樽脇園が目指すお茶の新しい価値を創る天空のオーガニックティーファクトリー【静岡県・川根茶】

OCHATIMES編集部
樽脇園が目指すお茶の新しい価値を創る天空のオーガニックティーファクトリー【静岡県・川根茶】

南アルプスの間ノ岳を源とし、静岡県の中央を南北に貫く大井川の中流域には、川根本町と島田市川根町エリアで生産されるお茶があります。このお茶は「川根茶」と呼ばれ、澄んだ水色や芳醇な香りが特徴です。今回取材したのは、川根本町の中でも標高630メートルの高地でお茶の有機栽培に取り組む「樽脇園」です。樽脇園は、お茶の国内生産量のわずか数パーセントにも満たない希少な川根茶を、約30年にわたって有機栽培で作り続けています。さらに自園自製自販だけでなく、茶摘み体験や茶会の開催イベントなど、お茶を広める活動にも積極的に取り組んでいます。
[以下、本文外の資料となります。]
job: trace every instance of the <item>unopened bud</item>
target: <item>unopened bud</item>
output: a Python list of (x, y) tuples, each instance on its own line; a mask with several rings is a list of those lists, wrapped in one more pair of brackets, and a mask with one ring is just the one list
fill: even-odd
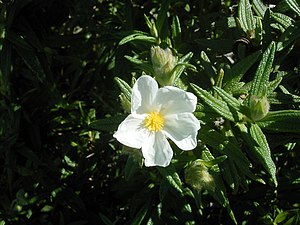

この記事では、標高630メートルの高地で育つ有機栽培茶の魅力や、樽脇園のお茶の届け方、そして樽脇園の自然と共存する農業について、園主の樽脇靖明さんのインタビューを交えてお伝えします。

樽脇園とは

樽脇園は、静岡県川根本町下長尾で有機栽培から製茶、販売までを一貫して手掛ける茶農家です。現在、代表を務めるのは樽脇靖明さんです。樽脇園の茶園は標高630メートルの山間地にあり、その場所は別名「天空の郷」とも呼ばれています。

樽脇園
▲東京スカイツリーとほぼ同じ高さに位置する樽脇園の茶園。ここでは美しい自然環境の中で茶葉が育まれています。

樽脇園のお茶の紹介

樽脇園は、かつて旨味重視のお茶作りに傾倒し、化学肥料漬けになってしまった茶栽培に対する反省から、有機栽培に転向しました。本来の自然な茶栽培に立ち返るため、農薬と化学肥料の使用を止め、自家製有機肥料を用いて土づくりから再度取り組むことにしました。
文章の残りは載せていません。